EEO-1 Filing Deadline Extended. Speaking of the EEOC, the Commission has extended the deadline for employers to submit their EEO-1 forms. Kiosha H. Dickey and James A. Patton, Jr. have all the details.

Voters Wary of PRO Act. As part of the ongoing lobbying campaign over the Protecting the Right to Organize Act of 2019 (PRO Act), this week the Coalition for a Democratic Workplace released the results of a survey regarding the public’s opinions of the bill. A bipartisan firm surveyed more than 1,000 voters and concluded, among other findings, that:

  • “70% of voters are concerned about the PRO Act abolishing state right-to-work protections.”
  • “70% of voters are concerned that the PRO Act limits the ability of individuals to work as independent contractors.”
  • “68% of voters are concerned about the PRO Act interfering with small business’ access to legal advice on labor law matters.

The PRO Act remains stalled in the Senate for now, and advocates on both sides will undoubtedly continue their lobbying efforts.

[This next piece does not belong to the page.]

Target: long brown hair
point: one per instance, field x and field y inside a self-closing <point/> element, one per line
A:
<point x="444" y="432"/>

Life is a Highway. Much of the debate in Washington, D.C., these days is focused on a legislative infrastructure package to provide funding to rebuild our roads, bridges, and waterways. Thus, it is fitting that this June 29 marked the 65th anniversary of the enactment of the Federal Aid Highway Act of 1965. The historical statute, signed into law by President Dwight D. Eisenhower, authorized $26 billion dollars—generated from an increased gasoline tax—for the construction of a 41,000-mile network of interstate highways. The bill’s primary congressional champions were representative Hale Boggs (D-LA) (who is presumed to have died in a 1972 plane crash in Alaska along with representative Nick Begich) and Senator Albert Gore, Sr. (D-TN) (who was “Al Gore” before the 45th vice president was “Al Gore”). Today, the longest interstate highway is I-90, which connects Seattle, Washington, with Boston, Massachusetts.